Sims also called into public comment and stated that Patterson, Ceres and Ripon all spend less on their police departments than Turlock. Councilmember Nicole Larson pointed out that per resident, Turlock spends less on police than Ceres, Modesto, Tracy, Lodi and several other cities.
“The reality is that our police department is already underfunded...The movement itself is asking decision makers what we ask of our police officers and what we expect.Turlock City Councilmember Nicole Larson
Other callers emphasized that the focus should be on improving available programs within the City, regardless of whether or not the police department receives more or less money.
“If you guys don’t think that defunding the police is a solution, please come up with a solution,” Turlock BLM Movement co-founder Jaimee Ellison said. “Let’s talk. That’s what we are here for. We want to have these conversations and we want Turlock to be a better place for everyone.”
Councilmember Gil Esquer shared his thoughts on the campaign.
“Turlock has always been a special community. I am extremely distressed to hear community members say that they currently live in fear in Turlock. That really bothers me,” Esquer said. “I will not in any way shape or form support any measure to eliminate any police services. This department is already understaffed and overworked, and I personally want more boots in the field.”
Councilmember Nosrati did not comment on the topic during the meeting, but provided a statement to the Journal after it was incorrectly stated on social media that he fully supported the “Cap at 40% Campaign.”
“While I encourage every member of the public to voice their opinion and to get involved with the budgeting process, I have never expressed support for any defund the police efforts.

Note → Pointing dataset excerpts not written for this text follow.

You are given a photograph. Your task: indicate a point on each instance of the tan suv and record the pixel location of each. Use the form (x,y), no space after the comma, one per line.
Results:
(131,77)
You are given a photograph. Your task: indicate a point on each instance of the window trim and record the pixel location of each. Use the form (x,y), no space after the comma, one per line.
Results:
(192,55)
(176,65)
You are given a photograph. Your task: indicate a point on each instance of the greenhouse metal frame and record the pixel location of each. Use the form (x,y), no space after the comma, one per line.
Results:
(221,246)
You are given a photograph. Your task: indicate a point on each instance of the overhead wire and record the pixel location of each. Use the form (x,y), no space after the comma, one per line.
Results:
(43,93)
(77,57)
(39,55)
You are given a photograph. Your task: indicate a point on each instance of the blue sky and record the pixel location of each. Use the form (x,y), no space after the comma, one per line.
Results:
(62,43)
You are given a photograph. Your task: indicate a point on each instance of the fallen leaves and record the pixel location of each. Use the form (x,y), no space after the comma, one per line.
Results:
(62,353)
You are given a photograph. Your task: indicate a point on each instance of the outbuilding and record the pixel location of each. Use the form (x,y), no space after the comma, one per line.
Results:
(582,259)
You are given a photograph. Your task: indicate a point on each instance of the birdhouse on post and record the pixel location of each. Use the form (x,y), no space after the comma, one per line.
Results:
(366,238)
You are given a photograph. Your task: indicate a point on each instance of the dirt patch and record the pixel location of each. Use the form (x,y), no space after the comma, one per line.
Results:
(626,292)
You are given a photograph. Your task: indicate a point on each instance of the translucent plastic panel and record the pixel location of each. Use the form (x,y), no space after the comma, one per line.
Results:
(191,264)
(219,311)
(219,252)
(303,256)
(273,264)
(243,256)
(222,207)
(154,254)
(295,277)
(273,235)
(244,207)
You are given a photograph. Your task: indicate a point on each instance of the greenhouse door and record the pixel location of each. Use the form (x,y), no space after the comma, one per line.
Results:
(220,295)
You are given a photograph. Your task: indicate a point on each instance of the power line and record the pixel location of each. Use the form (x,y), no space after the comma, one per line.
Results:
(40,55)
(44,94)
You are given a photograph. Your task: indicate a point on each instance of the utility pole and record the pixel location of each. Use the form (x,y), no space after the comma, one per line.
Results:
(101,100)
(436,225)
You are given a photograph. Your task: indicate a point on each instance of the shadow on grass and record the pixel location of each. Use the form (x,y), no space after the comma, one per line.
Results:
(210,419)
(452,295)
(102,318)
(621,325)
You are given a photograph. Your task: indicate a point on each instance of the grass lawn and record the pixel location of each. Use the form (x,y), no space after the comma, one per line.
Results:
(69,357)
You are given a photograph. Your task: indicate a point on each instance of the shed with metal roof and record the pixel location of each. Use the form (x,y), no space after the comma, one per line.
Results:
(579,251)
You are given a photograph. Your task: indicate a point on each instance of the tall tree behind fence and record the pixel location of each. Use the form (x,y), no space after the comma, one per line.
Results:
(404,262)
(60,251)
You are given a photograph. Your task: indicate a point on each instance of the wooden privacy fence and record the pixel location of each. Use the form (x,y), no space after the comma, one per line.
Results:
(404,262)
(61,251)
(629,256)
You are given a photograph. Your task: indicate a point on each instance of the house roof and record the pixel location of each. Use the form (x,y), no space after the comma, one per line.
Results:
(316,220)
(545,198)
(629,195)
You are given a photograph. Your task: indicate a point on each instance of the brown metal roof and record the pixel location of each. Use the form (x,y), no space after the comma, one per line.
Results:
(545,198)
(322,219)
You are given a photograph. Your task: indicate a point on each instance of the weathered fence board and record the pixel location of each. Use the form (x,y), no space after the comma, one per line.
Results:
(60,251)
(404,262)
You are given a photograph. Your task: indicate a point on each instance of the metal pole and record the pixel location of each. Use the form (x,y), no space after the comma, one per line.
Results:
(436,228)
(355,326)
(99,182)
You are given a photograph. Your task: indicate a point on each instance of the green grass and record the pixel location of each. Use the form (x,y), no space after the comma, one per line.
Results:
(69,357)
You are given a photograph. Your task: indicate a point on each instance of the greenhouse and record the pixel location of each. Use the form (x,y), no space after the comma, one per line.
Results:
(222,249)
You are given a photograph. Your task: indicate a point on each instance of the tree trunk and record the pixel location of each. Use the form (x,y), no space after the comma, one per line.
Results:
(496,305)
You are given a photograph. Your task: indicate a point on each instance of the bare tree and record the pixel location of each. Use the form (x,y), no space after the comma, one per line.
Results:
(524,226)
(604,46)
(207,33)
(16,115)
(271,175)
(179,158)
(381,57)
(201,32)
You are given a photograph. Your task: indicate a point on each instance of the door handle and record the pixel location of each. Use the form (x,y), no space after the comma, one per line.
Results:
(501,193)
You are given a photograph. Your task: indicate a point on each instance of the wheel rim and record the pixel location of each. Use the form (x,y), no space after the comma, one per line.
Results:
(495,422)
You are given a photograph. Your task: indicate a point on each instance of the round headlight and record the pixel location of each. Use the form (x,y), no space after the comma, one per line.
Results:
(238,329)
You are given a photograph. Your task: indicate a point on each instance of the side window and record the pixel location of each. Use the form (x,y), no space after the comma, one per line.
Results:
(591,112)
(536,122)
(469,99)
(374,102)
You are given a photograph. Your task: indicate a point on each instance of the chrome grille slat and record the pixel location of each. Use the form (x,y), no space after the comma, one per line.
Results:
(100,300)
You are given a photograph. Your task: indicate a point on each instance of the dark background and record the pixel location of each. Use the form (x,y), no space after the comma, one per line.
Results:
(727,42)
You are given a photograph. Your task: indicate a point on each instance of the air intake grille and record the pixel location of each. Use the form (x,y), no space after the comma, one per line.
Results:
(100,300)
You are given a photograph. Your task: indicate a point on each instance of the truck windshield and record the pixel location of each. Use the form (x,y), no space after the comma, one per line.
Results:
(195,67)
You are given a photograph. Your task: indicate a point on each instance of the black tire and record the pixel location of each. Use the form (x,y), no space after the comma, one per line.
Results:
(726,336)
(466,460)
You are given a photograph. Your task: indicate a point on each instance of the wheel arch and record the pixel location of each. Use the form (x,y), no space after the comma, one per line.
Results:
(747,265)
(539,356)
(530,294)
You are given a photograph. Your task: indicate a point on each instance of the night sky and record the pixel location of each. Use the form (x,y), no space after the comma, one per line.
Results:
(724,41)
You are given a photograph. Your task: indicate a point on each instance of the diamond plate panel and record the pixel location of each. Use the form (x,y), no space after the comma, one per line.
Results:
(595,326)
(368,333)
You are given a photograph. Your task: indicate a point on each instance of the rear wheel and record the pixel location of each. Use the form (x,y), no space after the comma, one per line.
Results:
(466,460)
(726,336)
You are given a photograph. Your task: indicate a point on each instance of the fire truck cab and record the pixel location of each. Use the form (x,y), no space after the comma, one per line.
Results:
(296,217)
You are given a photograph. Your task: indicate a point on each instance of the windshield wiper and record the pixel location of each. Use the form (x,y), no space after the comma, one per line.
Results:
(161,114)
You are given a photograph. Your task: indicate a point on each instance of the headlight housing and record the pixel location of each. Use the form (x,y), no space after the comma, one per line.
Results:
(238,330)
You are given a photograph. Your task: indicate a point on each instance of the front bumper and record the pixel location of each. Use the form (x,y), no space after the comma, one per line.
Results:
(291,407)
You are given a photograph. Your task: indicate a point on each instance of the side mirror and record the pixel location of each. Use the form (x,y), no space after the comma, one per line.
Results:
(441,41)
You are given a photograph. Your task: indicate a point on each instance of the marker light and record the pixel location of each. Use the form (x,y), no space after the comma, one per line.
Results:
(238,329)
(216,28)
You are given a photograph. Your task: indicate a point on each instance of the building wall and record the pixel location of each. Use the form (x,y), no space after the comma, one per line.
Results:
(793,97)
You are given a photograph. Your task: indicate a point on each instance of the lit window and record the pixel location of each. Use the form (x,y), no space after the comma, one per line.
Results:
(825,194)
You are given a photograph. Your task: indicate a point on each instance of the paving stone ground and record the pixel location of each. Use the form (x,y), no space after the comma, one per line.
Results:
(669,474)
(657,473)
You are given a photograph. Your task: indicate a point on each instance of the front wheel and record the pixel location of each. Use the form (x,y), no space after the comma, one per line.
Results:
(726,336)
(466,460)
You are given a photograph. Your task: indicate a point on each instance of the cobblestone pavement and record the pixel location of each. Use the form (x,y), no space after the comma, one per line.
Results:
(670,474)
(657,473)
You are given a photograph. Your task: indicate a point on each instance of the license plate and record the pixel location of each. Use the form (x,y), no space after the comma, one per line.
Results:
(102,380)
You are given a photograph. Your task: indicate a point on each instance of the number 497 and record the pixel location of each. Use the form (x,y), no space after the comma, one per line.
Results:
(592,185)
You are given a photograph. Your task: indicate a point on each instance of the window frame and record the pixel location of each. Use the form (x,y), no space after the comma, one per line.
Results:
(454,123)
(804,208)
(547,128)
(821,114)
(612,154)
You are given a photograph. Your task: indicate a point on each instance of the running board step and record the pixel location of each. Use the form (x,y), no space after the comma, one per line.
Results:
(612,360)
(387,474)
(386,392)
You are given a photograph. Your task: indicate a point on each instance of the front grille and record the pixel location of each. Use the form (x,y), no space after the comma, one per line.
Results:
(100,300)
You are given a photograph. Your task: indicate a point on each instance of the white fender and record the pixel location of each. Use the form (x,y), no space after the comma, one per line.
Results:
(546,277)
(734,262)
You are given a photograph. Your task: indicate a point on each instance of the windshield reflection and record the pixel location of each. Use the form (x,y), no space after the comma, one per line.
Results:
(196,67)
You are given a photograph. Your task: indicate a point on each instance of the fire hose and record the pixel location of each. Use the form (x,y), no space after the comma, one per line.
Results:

I recognize and appreciate the importance of the police to our community,” Nosrati said. “This appears to be a continuation of an aggressive smear campaign led by those behind SAVE Turlock, with local bloggers trying to pass off unconfirmed reports as news.”
Later in Tuesday’s meeting and after the public comment portion, City Manager Toby Wells brought forward a resolution crafted by Turlock resident Ron Bridegroom. It had originally called for “full funding” of TPD, but after discussions with City staff and the police department, the resolution was changed to declare full “support” of Turlock’s officers. During discussion about the topic, Council asked that the resolution be edited for clarity before being brought before the council again.
Nosrati questioned the purpose of the resolution and wondered whether it was creating unnecessary “drama” at City Hall, to which Mayor Amy Bublak responded.
“From my standpoint, having been in law enforcement for many, many years, many times I’ve had to not tell people I was a cop. People don’t like cops — it’s a derogatory thing. Right now, law enforcement is underappreciated and if it takes a resolution saying we actually appreciate you...there’s nothing wrong with that,” Bublak said. “For the first time in my life, I’m done trying to apologize for being a cop. I’m now a mayor...right now they’re under attack. This is our job to tell them they’re doing a good job."